The good news is that it is possible to get a reasonable price on sites like Jostens and Balfour by just going with the basic option, and you will still get a very nice ring. At Jostens, the basic ring with the school mascot, graduation year, and inside initial engraving costs $70 for women and $80 for men, and looks just as nice as some that cost many times the price.
2. Local jewelry stores
There are some great deals to be had by shopping traditional jewelry stores for class rings. This is a particularly good option if you want your ring in a more valuable metal like 10K or 14K gold. Kay Jewelers carries a range of customizable class rings, and you’ll save quite a bit on higher-quality rings in comparison with Jostens. For example, Kay Jewelers has something very similar to Jostens 14K Women's Pageant ring for $100 less. The other advantage of shopping at jewelry stores is that you may be able to haggle for a lower price.
Walmart.com might not be the first place that comes to mind when shopping for class rings, but with men's rings starting as low as $58 and a good selection under $100, it can be a great option if you are on a tight budget. Many of Walmart's rings are customizable, letting you select the stone, school name and side-panel design.

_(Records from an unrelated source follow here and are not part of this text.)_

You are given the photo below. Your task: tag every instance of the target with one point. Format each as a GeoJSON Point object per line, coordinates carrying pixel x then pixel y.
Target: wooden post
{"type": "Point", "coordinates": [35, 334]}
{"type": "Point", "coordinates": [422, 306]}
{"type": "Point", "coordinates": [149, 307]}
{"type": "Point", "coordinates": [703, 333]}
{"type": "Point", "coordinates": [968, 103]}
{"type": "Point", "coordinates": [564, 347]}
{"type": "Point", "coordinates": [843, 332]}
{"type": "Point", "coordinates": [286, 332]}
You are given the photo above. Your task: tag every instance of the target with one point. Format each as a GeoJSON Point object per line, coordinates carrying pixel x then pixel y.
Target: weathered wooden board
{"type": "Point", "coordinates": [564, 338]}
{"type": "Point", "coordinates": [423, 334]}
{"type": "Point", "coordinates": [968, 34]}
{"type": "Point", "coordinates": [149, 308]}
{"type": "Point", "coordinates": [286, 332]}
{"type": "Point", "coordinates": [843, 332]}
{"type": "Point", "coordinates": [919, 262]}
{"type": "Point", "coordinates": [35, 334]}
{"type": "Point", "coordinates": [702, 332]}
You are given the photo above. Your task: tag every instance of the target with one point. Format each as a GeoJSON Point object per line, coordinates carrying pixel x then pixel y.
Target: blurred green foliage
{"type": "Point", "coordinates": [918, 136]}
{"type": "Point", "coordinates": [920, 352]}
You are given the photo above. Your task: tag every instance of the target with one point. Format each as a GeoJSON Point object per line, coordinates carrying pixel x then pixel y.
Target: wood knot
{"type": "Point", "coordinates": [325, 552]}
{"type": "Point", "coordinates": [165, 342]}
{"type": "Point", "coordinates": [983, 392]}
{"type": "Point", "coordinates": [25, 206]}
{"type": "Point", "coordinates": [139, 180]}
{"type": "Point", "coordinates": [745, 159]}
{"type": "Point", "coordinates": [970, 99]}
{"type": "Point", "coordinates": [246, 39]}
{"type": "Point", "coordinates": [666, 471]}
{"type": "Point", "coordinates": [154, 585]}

The rings that have the best customizable options do tend to cost more and start out at around $100. As is the case with other retailers, your best option to keep the cost down is to limit yourself to lower-quality metals, as 14K gold will still run you between $400–100 even at Walmart.
JCPenney not only carries class rings, but also has some of the trendier women's styles like stackable rings, so they can be a great resource if you’re looking to save on something that is a little more fashion forward than a traditional class ring. The other great thing about shopping through a department store is you might be able to score a deal on a nicer ring by waiting for promotions and using coupon codes.
5. Online retailers
Shopping online opens up a range of options for saving on class rings. One of the biggest online retailers for class rings is Dunham Manufacturing, which has an A+ rating from the Better Business Bureau. Dunham sells rings for as low as $56, and they are very up-front about the price before you start designing your ring. They have lots of customizable options, and unless you change the metal, they are all included in the base price—so you don’t have to worry as much about hidden costs like you do with some companies. Overall, this is one of the best values out there for a great looking, custom class ring on a tight budget.
6. Go vintage
This option might not work for every kid, but I know I would have been thrilled to have been given my mom's old class ring when I was in high school. Not only is this option free, it could be something that is much more meaningful.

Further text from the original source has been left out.